Claim-versus-reality settlement in the plan runtime. My runtime should refuse to mark a unit done while the actual touched files disagree with the unit's declared file sets, exactly as dgov's review sandbox does, and since my version-control layer already records touched symbols and attached evidence, the work here is plumbing rather than invention. Still the single highest-value import.
The placement of merge analysis, not the taxonomy itself. My first draft of this list said I should import his merge taxonomy, and then I went and audited my own shelves: my semantic merge engine already covers his categories and more (manifest-driven conflict policy per language, tiered degradation down to plain git merge when parsing fails, and a commutativity algebra that formalises what he calls ordering conflicts), and my code-graph layer detects signature drift and duplicate definitions independently. What dgov actually taught me is where to stand: he runs merge analysis as a settlement gate inside the plan runtime, every task, every time, whilst my deeper machinery sits in a separate layer that the plan runtime never consults. The import is the wiring, his architecture carrying my components.
Fail-closed policy parsing. dgov rejects malformed SOPs at compile time, required front matter, required sections, no exceptions, and my template ecosystem should hold its own policy documents to the same standard it already holds plans.

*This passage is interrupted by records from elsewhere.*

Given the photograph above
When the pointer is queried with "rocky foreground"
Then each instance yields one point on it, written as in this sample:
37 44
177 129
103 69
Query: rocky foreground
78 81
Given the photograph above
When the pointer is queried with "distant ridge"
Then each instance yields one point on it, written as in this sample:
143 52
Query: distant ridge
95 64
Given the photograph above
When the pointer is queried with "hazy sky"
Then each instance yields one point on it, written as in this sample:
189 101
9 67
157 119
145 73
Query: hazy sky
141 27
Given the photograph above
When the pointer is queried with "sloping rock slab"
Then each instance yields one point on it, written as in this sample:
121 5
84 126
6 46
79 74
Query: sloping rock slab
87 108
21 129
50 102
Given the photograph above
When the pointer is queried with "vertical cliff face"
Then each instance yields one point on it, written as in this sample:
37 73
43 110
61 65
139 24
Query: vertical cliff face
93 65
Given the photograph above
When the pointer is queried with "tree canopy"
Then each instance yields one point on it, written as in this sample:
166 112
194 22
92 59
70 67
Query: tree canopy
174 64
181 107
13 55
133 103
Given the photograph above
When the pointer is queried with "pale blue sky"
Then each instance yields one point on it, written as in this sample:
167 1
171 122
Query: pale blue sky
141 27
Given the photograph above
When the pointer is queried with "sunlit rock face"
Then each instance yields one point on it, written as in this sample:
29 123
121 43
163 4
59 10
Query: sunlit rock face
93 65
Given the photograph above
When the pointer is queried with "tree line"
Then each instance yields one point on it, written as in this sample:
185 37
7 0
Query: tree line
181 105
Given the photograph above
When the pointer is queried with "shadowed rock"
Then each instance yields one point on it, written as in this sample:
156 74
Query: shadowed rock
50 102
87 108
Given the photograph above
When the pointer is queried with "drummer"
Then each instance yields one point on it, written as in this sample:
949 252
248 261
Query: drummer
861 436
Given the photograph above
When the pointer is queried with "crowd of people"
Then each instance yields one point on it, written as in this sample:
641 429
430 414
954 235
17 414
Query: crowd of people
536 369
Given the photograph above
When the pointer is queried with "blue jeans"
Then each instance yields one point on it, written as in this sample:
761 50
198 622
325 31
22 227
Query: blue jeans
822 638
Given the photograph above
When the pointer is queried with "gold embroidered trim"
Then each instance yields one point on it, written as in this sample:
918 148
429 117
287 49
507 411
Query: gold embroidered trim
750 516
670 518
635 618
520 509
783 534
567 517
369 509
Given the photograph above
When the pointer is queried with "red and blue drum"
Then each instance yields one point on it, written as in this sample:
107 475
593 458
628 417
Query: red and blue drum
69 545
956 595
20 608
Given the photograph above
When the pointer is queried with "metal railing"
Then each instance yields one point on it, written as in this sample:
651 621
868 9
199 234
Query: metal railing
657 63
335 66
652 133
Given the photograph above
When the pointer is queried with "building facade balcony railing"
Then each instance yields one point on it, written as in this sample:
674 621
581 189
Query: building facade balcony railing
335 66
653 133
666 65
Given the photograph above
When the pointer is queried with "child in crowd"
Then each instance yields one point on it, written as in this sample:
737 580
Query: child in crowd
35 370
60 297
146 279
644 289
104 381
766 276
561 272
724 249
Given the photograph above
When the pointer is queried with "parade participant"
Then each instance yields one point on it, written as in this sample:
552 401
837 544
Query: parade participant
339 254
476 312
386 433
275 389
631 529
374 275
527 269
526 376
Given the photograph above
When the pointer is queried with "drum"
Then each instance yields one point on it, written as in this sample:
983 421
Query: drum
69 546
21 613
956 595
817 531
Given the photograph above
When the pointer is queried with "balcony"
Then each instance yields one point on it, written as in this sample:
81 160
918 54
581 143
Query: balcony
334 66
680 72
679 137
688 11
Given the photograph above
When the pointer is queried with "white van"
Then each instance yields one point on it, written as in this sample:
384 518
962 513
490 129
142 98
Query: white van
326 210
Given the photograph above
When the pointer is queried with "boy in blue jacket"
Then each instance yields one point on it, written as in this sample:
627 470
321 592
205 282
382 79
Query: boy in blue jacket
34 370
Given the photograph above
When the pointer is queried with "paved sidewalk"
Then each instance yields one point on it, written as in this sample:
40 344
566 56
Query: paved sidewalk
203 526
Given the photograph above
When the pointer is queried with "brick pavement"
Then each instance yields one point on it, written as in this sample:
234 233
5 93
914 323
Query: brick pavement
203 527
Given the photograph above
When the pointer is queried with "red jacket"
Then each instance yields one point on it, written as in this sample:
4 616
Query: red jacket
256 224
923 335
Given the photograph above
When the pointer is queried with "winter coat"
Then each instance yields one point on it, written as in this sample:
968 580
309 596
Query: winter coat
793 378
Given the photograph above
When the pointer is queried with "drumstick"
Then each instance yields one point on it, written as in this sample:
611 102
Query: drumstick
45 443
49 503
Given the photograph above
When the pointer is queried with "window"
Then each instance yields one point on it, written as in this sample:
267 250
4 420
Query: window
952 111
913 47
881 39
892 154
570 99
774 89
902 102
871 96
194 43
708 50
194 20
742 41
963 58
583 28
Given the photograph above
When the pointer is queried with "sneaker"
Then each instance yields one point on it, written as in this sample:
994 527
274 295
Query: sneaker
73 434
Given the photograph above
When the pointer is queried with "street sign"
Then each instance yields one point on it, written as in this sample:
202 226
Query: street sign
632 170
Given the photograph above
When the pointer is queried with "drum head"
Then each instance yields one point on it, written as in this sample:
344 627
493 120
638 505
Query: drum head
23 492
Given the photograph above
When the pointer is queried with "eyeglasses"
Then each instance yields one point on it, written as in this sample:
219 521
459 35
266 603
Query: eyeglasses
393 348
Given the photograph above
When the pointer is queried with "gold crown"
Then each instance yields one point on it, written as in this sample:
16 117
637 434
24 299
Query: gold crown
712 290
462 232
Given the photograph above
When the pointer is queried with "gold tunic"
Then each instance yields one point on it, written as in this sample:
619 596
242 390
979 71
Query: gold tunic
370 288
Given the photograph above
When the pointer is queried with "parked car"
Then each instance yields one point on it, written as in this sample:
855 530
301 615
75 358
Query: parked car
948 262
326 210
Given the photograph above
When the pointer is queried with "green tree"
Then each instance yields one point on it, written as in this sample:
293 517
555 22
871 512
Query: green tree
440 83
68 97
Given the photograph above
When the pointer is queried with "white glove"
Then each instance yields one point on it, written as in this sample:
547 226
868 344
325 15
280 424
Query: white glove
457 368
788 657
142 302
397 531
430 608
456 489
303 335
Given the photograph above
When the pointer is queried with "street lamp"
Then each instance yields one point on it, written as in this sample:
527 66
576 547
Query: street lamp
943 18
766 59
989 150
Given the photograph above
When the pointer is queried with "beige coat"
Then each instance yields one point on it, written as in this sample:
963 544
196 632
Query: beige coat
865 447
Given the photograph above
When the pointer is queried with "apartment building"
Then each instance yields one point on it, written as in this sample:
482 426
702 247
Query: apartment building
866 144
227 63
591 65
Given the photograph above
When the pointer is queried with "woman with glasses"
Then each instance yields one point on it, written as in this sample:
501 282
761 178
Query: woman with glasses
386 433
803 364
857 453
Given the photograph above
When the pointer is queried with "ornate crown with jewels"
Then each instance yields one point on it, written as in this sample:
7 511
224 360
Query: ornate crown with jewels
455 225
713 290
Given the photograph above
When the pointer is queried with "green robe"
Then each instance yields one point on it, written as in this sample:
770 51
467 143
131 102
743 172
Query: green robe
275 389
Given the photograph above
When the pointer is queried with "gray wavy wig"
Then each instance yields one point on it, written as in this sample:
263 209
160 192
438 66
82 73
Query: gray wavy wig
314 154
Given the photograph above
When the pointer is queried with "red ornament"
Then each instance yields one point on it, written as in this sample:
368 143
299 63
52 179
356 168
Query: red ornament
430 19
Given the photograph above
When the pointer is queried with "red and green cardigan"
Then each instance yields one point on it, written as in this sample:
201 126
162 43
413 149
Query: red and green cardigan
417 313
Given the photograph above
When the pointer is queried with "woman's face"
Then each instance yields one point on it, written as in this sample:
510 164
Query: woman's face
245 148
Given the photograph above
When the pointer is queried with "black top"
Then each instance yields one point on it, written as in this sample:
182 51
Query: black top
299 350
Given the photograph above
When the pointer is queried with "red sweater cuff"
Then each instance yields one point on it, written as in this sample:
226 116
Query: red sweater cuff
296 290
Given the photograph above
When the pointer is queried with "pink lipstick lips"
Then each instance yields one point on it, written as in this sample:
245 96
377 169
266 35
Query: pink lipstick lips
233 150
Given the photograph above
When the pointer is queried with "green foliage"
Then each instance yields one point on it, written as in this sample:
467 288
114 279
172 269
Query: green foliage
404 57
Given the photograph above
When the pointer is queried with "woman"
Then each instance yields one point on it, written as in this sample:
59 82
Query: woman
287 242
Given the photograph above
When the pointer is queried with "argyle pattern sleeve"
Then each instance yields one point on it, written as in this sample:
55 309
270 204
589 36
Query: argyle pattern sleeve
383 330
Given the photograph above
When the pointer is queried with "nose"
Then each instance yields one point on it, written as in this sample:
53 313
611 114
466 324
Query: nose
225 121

And one observation rather than an import. The most interesting entry in his failure taxonomy is behavioural mismatch, the case where two changes merge cleanly and disagree only at runtime, which is exactly the failure I wrote up in an earlier piece (a pricing path quietly depending on a field another agent had removed, both sides compiling, both passing their tests, git merging without a murmur). dgov's taxonomy names that crime but cannot yet detect it, because detection needs a relationship graph (which callers depend on which symbols) rather than a diff, and that graph is precisely what the symbol-indexing and predicate layers of my stack exist to provide. The city-state names the crime; the federation has the forensics. Neither system has secured a conviction yet, and I suspect whoever gets there first gets there with both halves.

If Gearon ever reads my side of this, the reciprocal list is above: refutable derived claims, artefact ownership, evidence with declared exclusions, and a story for the day dgov needs to govern more than one city. And since the comparison should be checkable rather than taken on trust, my side of the format is a public draft specification at agent-assurance.dev, with independent Rust, Go and Python validators, should anyone (including him) want to implement against it.

Thanks for reading this far, I hope you find some value in the comparison. If you are building agent governance of your own, whether it leans towards law or towards science, I would genuinely like to hear which theorems you chose to prove mechanically, and which ones you are still taking on trust.